For a great starter to kick off the meal, try some Gluten Free Spicy Chicken Tenders. They pack the flavor of hot wings with a fraction of the fat and calories found in this traditional Super Bowl favorite. Is pizza your family tradition? Top whole wheat tortillas with marinara sauce, veggies and 2% mozzarella cheese and bake on the oven rack. Slice and top with oregano and red pepper flakes for a high fiber, lower calorie appetizer. Is spicy more your style? Try some lightened-up Buffalo Chicken Flatbread and make enough to share. My Spicy Southwest Sardine Bites keep up the heat and add in heart healthy omega 3 fats
Another new crowd pleaser is a chopped cabbage salad. Buy a kit and add extra veggies with less dressing. Enhance the flavors by adding mandarin oranges to an Asian flavored salad or bell peppers to a Mexican themed one.
For the main meal, keep it simple with a self-serve one pot dish that can be revisited throughout the game. Try some Turkey Chili packed with protein and fiber that will fill you up and keep your cravings at bay.

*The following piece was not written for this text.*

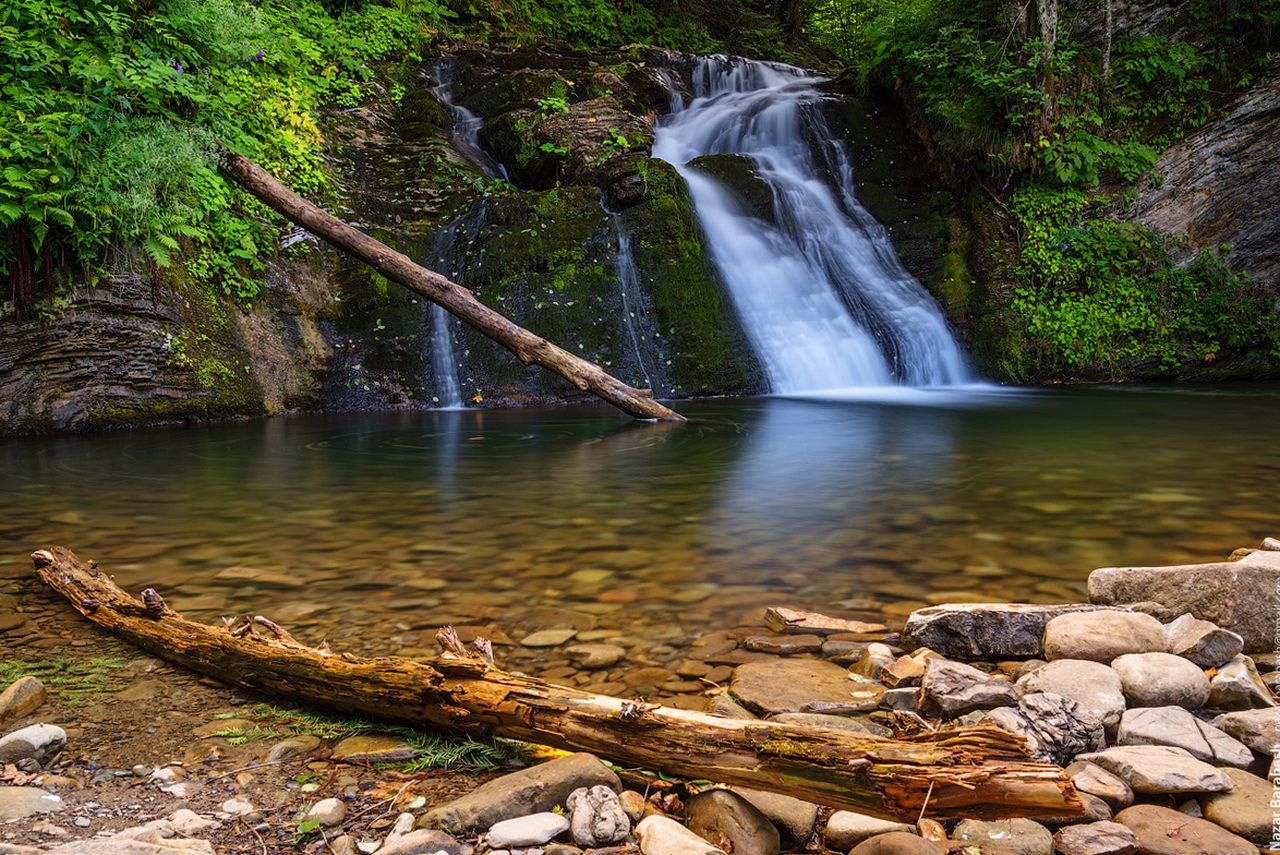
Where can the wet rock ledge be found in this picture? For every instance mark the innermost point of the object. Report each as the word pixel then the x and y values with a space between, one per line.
pixel 1148 698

Don’t forget about dessert! Think small! Bite-sized treats allow everyone to have several tastes without going overboard on sugar. Serve some Banana Chocolate Chip Mini Muffins or Chocolate Mousse Filled Strawberries. They keep portion sizes under control and are sure to be a hit. Try this delicious Apple Quinoa Bake with no added sugar. It’s also gluten free and vegan to offer something for everyone. These Chocolate PB Cereal Crusted Apples are a favorite with the kiddos and fun to make. Don’t forget a beautiful fruit bowl with the colors of the rainbow for a sweet ending.